An updated version of the RapperBot malware is used to carry out DDoS attacks on game servers.
A new version of RapperBot botnet malware is being used to target game servers with DDoS attacks. IoT devices are used as gateways to reach servers.
Game servers targeted by DDoS attackers
Threat actors use RapperBot malware to carry out Distributed Denial of Service (DDoS) attacks on game servers. Linux platforms are at risk of being attacked by this very dangerous botnet.
In a Fortinet blog post, it has been stated that RapperBot is likely intended for game servers due to the specific commands it supports and the lack of HTTP-related DDoS attacks. IoT (Internet of Things) devices are at risk here, although it seems RapperBot is more concerned with targeting older devices with the Qualcomm MDM9625 chipset.
RapperBot appears to target devices running on ARM, MIPS, PowerPC, SH4 and SPARC architectures, although it is not designed to run on Intel chipsets.
This isn’t RapperBot’s debut
RapperBot isn’t new to cybercrime, although it hasn’t been around for years either. RapperBot was first noticed in the wild in August 2022 by Fortinet, although it has since been confirmed to have been operational since May of the previous year. In this case, RapperBot was used to launch SSH brute force attacks to spread to Linux servers.
Fortinet said in the aforementioned blog post that the most significant difference in this updated version of RapperBot is “the complete replacement of SSH brute force code with the more usual Telnet equivalent.”
This Telnet code is designed for self-propagation, which closely resembles and may be inspired by the older Mirai IoT botnet that runs on ARC processors. Mirai’s source code leaked in late 2016, leading to numerous modified versions (one of which may be RapperBot).
But unlike Mirai, this iteration of RapperBot’s built-in binary downloaders are “stored as escaped byte strings, presumably to simplify parsing and processing in code,” as noted in the Fortinet blog post regarding the new version of the botnet.
The botnet operators are not known
At the time of writing, the operators of RapperBot remain anonymous.

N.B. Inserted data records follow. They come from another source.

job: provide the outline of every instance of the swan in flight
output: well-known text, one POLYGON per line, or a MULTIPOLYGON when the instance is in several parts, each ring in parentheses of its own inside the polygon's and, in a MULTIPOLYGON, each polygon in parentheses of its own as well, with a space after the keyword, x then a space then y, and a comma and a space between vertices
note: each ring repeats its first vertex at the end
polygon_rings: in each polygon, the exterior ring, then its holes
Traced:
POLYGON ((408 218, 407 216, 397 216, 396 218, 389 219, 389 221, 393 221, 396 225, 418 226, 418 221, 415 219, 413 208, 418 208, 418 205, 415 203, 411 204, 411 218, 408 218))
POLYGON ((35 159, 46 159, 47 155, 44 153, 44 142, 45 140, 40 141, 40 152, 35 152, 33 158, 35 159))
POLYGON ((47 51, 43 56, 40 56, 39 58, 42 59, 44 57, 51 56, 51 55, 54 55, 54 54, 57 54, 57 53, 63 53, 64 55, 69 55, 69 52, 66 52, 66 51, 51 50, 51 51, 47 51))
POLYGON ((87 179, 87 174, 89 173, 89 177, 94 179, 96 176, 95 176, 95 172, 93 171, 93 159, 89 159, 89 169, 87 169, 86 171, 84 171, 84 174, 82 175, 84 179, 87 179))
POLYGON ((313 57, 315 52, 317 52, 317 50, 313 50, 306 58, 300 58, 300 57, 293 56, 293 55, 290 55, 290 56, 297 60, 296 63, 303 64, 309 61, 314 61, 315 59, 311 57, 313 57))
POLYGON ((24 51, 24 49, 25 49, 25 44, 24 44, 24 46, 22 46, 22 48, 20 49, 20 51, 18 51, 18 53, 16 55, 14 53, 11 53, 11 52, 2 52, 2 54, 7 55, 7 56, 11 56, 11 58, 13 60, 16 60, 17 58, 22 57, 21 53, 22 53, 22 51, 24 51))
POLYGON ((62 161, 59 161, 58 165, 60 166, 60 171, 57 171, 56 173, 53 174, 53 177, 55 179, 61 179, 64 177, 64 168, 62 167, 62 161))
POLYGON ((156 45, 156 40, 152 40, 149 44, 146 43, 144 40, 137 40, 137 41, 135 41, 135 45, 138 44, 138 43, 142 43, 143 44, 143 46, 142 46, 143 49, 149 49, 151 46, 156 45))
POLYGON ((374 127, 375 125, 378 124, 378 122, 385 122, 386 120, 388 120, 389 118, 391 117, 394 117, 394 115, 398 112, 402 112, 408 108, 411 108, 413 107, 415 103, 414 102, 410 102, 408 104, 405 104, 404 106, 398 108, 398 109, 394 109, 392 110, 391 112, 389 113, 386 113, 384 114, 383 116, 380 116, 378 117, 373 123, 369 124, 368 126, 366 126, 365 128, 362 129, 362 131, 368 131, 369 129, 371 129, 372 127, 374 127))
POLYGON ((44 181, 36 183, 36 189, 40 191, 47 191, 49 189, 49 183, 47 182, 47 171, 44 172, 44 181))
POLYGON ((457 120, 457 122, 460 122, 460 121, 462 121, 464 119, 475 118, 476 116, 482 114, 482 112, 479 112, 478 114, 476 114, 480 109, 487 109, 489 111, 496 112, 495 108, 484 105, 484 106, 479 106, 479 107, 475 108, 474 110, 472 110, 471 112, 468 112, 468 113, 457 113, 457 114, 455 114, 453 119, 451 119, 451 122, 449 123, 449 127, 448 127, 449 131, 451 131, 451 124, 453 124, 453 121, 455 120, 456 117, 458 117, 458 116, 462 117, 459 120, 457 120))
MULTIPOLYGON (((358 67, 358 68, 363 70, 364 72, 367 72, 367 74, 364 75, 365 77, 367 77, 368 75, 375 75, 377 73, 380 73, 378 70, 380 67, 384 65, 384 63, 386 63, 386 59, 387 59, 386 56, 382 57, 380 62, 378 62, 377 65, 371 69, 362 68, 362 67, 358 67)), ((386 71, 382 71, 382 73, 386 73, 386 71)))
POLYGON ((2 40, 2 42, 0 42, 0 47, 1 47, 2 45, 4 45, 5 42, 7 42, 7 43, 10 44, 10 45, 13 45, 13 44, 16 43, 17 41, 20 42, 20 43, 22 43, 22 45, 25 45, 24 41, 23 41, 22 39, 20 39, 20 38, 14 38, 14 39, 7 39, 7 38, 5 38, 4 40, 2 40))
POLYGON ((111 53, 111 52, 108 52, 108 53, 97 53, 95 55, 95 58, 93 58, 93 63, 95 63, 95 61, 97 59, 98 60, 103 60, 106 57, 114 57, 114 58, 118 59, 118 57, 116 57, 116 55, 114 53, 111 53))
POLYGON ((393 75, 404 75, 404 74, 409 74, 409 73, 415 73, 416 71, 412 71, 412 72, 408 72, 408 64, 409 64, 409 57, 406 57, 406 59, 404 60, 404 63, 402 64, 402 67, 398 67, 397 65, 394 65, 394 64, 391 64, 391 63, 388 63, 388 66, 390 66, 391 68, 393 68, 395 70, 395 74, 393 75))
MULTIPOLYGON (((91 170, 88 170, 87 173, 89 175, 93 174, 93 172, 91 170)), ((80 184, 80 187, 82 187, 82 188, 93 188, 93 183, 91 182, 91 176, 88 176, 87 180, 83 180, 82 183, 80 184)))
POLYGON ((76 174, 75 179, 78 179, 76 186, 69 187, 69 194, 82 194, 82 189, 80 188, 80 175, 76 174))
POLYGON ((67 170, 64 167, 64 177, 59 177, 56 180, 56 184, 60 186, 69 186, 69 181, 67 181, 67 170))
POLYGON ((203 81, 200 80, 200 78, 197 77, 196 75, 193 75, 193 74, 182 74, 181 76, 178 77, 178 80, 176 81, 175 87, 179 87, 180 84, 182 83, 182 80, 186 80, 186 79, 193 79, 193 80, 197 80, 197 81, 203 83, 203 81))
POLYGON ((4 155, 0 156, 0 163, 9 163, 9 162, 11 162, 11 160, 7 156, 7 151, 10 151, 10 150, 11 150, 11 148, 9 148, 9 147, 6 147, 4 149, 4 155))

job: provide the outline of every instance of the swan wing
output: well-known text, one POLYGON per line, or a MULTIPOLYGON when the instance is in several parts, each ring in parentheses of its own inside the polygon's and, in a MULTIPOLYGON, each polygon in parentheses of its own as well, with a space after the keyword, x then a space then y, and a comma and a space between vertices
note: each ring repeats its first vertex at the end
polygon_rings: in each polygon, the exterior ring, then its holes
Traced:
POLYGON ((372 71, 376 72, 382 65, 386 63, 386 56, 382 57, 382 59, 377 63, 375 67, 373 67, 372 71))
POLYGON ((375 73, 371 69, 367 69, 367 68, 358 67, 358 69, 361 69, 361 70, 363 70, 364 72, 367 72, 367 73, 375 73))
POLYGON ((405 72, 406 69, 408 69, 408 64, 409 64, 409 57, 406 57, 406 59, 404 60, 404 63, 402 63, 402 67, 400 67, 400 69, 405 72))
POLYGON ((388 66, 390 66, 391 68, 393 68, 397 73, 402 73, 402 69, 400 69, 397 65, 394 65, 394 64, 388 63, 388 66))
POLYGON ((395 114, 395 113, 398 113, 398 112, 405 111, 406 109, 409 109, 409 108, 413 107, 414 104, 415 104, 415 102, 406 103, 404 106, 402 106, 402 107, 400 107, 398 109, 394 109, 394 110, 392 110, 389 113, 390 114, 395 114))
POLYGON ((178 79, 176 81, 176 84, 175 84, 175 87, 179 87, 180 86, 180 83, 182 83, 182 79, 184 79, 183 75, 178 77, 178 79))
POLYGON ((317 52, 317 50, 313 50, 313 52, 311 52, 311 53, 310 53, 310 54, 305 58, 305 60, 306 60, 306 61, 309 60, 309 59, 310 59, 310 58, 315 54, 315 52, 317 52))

However, Fortinet said a single malicious actor or group of actors with access to the source code are the most likely scenarios. More information on this may be released in the near future.
It’s also likely that this updated version of RapperBot is likely being used by the same people who exploited the previous iteration, as they would need access to the source code to carry out attacks.
RapperBot activity continues to be monitored
Fortinet ended its blog post regarding the updated RapperBot variant by assuring readers that malware activity will be monitored in the future. So we can continue to see more examples of RapperBot being used over time.